- Sire: Teofilo
- Grandsire: Galileo
- Dam: Busking
- Damsire: Encosta De Lago
- Sex: Gelding
- Foaled: 25 October 2010
- Died: April 2025 (aged 14)
- Country: Australia
- Colour: Bay
- Breeder: Michael Thomas
- Owner: Michael Thomas
- Trainer: Patrick Webster
- Record: 48: 12–12–6
- Earnings: A$ 7,307,800

Major wins
- Villiers Stakes (2015) Newcastle Newmarket (2017) Tramway Stakes (2017) Epsom Handicap (2017) Canterbury Stakes (2018) Doncaster Handicap (2018) Craven Plate (2019)

= Happy Clapper =

Australian Thoroughbred racehorse (2010–2025)

Happy Clapper (25 October 2010 – April 2025) was a multiple Group 1-winning Australian-bred Thoroughbred racehorse.

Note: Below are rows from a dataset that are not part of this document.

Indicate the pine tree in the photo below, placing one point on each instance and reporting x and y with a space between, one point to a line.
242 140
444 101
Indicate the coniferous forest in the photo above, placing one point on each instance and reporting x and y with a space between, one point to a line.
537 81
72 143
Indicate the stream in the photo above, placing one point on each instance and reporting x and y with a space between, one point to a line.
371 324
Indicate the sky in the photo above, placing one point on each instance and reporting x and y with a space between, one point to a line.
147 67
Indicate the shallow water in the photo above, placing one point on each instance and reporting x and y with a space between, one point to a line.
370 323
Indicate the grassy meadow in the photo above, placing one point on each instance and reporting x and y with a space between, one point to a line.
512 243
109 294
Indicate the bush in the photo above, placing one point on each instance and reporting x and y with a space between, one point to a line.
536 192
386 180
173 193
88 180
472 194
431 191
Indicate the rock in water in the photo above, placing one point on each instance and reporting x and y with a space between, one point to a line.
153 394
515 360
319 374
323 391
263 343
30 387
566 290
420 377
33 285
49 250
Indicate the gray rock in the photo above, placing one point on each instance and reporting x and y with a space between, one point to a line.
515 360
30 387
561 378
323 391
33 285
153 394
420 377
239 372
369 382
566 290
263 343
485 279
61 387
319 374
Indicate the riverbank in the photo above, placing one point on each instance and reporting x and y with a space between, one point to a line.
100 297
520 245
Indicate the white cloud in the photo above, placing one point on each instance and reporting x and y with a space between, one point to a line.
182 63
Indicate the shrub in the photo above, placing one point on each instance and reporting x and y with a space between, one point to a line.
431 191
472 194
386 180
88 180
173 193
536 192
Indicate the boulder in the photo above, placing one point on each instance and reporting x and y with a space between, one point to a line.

He is also remembered for having run second on 5 occasions behind champion race mare Winx.

==Racing career==
Happy Clapper raced as a 2-year-old and 3-year-old without success. The horse won his first race as a 4-year-old at Sydney's Canterbury Park Racecourse when ridden by jockey Blake Shinn.

As a 5-year-old, he won his first stakes race in the Group 2 Villiers Stakes. After the race, trainer Pat Webster stated, "I've had some good horses, but I'd have to say this is the best horse I've had".

Happy Clapper achieved success as a 7-year-old in a Group 1 race when he won the Epsom Handicap at Randwick Racecourse. Trainer Pat Webster said after the race, "This is my greatest moment in racing".

Later that season, he won another two Group 1 races, the Doncaster Handicap and the Canterbury Stakes.

After finishing seventh in the 2020 Queen Elizabeth Stakes, Happy Clapper was retired from racing and sent to former jockey Mal Fitzgerald, who operates a facility for Racing NSW, retraining retired racehorses at Oxley Island near Taree.

==Death==
On 24 April 2025, it was announced that Happy Clapper had died after a battle with colic. He was 14.